Martes 3-4-2018, Octava de Pascua (Jn 20,11-18)

 

«“¿Mujer, por qué lloras?” Ella les contesta: “Porque se han llevado a mi Señor y no sé dónde lo han puesto”». Tras el descubrimiento del sepulcro abierto y vacío, todas las mujeres volvieron corriendo a Jerusalén a contar a los apóstoles lo ocurrido. Todas, menos una: María Magdalena. Ella no puede despegarse de su Señor, no puede abandonarle en este último trance. Por eso, es ella la que se queda junto al sepulcro, llorando no sólo la muerte, sino la desaparición del cuerpo de Jesús. Parece que ni enterrado le dejaron los judíos en paz. La escena es verdaderamente conmovedora y llena de ternura. Nadie es capaz de consolar a la Magdalena en su llanto por la asuencia del amor de su vida. Ni siquiera los ángeles son capaces de ofrederle una palabra de aliento en su dolor. María llora con amargura la muerte del Maestro; ¿y tú y yo hemos derramado lágrimas al contemplar a Jesús muerto, yaciendo en un sepulcro? Porque es en este momento de soledad, y no en el tiempo de las grandes multitudes, cuando hay que dar la cara por Jesús.

«Ella da media vuelta y ve a Jesús, de pie, pero no sabía que era Jesús». Creo que casi tendríamos que pedir permiso para acercarnos a esta escena tan intensa, llena de finura y delicadeza de Jesús. El segundo encuentro del resucitado es el más íntimo, personal y vibrante que nos han transmitido los Evangelios.

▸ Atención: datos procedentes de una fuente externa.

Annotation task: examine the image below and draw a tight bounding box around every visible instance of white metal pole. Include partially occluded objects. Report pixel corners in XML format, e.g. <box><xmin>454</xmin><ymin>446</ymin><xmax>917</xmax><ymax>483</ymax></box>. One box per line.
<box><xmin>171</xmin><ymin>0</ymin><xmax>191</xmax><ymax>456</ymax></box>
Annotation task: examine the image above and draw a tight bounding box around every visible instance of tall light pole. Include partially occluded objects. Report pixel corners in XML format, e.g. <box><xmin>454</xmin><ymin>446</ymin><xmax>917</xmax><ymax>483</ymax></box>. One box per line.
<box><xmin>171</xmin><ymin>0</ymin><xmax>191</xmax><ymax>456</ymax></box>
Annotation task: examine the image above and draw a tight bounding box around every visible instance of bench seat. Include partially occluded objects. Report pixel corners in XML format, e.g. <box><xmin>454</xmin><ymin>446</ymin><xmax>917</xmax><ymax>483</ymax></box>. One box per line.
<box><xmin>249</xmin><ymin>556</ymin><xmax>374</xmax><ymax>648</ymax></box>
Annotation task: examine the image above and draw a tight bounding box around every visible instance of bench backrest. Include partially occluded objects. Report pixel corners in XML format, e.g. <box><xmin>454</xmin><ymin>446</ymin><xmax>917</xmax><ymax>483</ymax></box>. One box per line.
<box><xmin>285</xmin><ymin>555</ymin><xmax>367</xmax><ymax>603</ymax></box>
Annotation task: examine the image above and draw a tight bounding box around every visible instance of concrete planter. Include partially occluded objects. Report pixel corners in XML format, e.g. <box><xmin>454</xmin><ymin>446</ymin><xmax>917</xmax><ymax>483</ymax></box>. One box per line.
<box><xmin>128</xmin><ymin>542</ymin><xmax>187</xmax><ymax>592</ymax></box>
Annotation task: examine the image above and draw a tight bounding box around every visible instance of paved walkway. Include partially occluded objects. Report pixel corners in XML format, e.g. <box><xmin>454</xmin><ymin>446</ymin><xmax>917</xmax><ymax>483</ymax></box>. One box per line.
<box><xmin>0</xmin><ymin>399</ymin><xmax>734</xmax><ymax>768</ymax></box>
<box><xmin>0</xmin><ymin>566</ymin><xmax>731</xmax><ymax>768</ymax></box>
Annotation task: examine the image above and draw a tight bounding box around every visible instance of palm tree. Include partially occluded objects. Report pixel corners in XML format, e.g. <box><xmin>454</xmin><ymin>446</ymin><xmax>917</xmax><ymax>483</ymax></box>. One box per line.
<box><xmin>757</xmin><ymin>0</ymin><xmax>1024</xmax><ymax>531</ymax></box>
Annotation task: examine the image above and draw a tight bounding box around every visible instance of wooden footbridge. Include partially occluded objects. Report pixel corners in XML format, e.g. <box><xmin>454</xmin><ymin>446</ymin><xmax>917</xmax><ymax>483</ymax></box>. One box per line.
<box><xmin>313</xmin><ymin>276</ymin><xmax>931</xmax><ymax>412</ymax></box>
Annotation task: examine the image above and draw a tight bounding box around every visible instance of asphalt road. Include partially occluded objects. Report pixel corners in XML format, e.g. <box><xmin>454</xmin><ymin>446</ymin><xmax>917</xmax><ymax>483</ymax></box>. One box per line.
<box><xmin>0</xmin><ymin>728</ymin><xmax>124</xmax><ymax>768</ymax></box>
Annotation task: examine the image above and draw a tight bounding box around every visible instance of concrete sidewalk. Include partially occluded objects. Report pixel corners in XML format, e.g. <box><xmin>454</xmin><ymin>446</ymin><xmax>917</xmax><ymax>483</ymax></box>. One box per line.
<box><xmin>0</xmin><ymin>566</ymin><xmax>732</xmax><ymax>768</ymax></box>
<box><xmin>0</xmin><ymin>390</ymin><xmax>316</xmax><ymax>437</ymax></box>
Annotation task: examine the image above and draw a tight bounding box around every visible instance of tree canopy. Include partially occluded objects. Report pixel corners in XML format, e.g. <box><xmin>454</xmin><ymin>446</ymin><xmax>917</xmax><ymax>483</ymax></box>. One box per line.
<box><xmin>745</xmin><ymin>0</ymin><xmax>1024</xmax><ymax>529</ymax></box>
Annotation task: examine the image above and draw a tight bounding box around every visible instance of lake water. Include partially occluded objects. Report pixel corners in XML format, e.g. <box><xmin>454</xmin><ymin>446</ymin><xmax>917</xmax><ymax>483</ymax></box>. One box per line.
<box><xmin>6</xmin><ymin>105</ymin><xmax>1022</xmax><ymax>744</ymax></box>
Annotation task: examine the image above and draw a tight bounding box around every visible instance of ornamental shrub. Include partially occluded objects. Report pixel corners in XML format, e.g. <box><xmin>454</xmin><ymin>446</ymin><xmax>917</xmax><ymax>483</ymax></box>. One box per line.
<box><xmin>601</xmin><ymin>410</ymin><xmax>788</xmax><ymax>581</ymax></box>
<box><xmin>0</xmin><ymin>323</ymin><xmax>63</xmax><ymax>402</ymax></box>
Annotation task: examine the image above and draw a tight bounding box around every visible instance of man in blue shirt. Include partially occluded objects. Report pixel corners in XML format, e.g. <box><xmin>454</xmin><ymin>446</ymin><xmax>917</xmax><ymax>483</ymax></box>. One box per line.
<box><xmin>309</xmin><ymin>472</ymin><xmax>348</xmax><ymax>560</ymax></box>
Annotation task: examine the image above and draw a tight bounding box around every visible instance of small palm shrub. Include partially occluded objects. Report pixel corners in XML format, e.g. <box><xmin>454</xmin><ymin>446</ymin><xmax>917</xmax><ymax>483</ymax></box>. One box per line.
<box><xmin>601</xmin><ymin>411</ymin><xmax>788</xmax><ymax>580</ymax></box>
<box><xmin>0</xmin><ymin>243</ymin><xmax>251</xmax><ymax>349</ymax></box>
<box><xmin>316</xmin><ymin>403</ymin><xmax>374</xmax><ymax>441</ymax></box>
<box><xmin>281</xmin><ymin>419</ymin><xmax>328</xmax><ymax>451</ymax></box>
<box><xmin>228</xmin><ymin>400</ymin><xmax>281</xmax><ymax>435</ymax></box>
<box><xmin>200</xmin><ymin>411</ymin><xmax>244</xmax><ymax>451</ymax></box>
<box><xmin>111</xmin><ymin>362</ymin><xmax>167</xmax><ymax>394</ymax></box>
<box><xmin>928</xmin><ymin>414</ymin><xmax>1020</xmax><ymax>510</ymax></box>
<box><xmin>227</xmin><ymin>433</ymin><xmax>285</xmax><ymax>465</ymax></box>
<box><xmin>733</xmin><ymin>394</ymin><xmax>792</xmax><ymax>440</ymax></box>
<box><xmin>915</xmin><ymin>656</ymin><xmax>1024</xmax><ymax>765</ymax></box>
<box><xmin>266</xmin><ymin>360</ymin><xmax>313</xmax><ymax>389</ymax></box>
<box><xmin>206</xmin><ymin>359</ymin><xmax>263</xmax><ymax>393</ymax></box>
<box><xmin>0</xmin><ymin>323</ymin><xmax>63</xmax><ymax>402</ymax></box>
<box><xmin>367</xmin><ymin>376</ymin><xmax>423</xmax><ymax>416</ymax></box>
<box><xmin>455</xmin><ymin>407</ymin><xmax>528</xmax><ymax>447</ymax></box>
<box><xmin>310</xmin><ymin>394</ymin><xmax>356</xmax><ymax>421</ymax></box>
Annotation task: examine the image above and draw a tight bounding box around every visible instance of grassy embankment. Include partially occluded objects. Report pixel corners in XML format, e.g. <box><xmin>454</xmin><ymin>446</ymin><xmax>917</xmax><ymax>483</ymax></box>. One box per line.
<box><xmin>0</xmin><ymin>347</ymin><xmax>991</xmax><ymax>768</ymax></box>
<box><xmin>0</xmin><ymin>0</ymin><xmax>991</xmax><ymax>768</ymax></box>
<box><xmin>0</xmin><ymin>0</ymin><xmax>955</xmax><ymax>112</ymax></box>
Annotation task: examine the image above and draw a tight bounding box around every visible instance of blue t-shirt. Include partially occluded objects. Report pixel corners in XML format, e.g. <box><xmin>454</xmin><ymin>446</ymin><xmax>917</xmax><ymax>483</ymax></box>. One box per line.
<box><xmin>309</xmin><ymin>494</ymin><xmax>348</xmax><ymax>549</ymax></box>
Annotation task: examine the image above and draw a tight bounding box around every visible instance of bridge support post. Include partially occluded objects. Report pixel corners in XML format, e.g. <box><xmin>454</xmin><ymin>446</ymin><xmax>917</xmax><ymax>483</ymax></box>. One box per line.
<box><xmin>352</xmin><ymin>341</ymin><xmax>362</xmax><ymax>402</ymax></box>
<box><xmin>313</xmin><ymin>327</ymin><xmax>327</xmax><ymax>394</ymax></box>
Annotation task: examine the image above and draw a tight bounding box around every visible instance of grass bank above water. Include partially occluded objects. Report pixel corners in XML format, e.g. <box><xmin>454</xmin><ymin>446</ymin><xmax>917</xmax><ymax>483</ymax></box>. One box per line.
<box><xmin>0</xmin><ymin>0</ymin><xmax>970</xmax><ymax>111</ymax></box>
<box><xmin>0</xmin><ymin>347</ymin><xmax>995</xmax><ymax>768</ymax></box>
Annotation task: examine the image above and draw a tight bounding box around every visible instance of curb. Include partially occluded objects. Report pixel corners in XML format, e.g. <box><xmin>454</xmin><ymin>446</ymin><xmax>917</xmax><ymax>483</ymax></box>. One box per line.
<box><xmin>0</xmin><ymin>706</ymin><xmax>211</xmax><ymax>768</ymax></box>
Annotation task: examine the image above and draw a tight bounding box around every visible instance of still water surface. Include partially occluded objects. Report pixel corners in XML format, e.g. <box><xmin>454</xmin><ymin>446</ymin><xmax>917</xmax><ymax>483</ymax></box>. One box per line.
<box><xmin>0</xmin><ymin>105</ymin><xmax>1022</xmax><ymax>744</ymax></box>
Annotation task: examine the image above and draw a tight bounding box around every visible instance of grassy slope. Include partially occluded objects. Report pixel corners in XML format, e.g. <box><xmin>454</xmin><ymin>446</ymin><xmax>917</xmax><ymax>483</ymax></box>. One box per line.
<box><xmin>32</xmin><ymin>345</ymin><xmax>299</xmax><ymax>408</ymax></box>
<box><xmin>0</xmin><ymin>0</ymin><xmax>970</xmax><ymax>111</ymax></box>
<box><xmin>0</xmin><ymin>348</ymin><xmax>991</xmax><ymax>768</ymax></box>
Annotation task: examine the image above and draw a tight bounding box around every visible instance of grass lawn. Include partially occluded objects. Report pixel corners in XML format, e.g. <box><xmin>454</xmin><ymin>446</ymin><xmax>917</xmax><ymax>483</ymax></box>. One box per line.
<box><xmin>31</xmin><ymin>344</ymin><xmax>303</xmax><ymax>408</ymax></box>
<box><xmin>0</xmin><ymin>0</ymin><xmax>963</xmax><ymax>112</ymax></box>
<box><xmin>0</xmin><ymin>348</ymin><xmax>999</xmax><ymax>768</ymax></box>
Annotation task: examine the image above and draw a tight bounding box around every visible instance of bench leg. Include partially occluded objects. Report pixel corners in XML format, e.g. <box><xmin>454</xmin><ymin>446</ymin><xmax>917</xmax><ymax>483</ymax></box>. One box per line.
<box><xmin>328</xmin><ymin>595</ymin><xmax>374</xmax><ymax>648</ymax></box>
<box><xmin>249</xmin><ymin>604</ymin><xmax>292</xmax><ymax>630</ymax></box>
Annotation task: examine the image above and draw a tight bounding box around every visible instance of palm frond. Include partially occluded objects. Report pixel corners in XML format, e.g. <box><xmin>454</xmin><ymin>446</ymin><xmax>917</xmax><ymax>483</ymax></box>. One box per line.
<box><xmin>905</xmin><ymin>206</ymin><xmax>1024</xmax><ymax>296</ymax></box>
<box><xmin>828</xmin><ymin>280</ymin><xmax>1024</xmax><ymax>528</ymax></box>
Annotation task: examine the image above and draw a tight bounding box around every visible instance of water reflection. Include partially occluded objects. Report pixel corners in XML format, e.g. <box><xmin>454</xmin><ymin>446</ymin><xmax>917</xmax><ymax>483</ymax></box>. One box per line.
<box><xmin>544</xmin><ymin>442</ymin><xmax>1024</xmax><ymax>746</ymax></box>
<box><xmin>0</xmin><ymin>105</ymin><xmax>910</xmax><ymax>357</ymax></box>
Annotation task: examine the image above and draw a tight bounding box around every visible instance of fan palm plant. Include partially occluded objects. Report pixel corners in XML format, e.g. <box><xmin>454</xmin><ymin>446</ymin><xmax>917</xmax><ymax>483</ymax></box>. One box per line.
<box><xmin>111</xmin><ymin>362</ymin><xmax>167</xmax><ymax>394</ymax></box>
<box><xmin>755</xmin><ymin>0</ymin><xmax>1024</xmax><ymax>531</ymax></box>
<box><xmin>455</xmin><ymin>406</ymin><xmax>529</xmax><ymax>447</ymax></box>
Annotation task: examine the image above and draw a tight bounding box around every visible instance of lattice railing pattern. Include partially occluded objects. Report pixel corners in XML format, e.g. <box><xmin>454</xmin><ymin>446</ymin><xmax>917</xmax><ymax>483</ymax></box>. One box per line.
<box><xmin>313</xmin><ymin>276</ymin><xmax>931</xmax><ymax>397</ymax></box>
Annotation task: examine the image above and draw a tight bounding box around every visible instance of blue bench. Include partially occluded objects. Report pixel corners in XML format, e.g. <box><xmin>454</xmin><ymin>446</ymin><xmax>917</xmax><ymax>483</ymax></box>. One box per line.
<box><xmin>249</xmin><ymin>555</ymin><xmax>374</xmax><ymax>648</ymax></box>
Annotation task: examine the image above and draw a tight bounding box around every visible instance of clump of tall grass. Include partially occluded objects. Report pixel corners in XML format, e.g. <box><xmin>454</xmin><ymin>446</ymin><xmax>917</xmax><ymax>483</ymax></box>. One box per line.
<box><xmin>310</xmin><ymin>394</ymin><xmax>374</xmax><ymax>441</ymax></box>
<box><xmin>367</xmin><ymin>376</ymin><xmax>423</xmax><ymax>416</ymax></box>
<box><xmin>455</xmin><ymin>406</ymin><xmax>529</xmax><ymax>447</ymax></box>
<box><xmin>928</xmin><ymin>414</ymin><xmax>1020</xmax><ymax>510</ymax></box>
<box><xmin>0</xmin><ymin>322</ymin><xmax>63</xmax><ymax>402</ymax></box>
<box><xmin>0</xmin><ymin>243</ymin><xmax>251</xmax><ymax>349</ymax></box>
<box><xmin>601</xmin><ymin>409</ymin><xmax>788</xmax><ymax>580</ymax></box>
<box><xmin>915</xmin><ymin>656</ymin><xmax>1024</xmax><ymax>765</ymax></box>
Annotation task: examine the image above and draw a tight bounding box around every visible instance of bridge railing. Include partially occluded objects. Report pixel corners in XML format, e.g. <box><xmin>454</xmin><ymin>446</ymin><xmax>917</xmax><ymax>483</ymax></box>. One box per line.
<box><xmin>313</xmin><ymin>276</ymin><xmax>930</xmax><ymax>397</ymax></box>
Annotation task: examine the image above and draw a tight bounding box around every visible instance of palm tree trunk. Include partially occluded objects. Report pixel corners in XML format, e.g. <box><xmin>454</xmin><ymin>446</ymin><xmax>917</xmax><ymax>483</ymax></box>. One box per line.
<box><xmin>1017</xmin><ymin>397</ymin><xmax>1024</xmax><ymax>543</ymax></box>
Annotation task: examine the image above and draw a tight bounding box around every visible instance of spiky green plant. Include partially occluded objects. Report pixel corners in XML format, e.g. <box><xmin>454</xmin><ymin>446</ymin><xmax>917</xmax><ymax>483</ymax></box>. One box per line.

Jesús se aparece a aquella mujer adúltera que había perdonado y salvado de la lapidación, a la que le ungió los pies con perfume y lágrimas antes de padecer, a la que le acompañó hasta los pies de la Cruz. Ella había dado su vida por Él, hasta el punto de no poder separarse de su tumba. Y Jesús le sale al encuentro, pero sin revelarse, aumentando todavía más el deseo y el anhelo de María. Él espera, aguarda el momento oportuno, se esconde detrás de las ventanas cerradas para rondar al alma que está en vela. María no lo sabía, pero Él estaba ahí. Y como a ella, se acerca discretamente a cada persona para llamar a las puertas del alma que ama: “¿Qué tengo yo, que mi amistad procuras? / ¿Qué interés se te sigue, Jesús mío, / que a mi puerta, cubierto de rocío, / pasas las noches del invierno oscuras?” (Lope de Vega).

«Jesús le dice: “¡María!”. Ella se vuelve y le dice: “¡Maestro!”». Pero Jesús ya no puede esperar más. Y se descubre de la manera más maravillosa que uno puede imaginar: pronunciando el nombre de María. Cuando éramos niños, no nos hacía falta volvernos para saber que era nuestra madre la que nos estaba llamando. Todo, su timbre de voz, su dulzura, su forma de pronunciar las sílabas… nos indicaban que era ella. Con Jesús pasa lo mismo. La Magdalena reconoció al instante esa voz que tantas veces la había llamado por su nombre, ese nombre que nadie pronuncia como Él. Su voz inconfundible resuena en los oídos de María como resonó aquel “tampoco yo te condeno”. Y resonó porque ella había guardado en lo profundo de su corazón el recuerdo de aquella voz que un día le perdonó y salvó.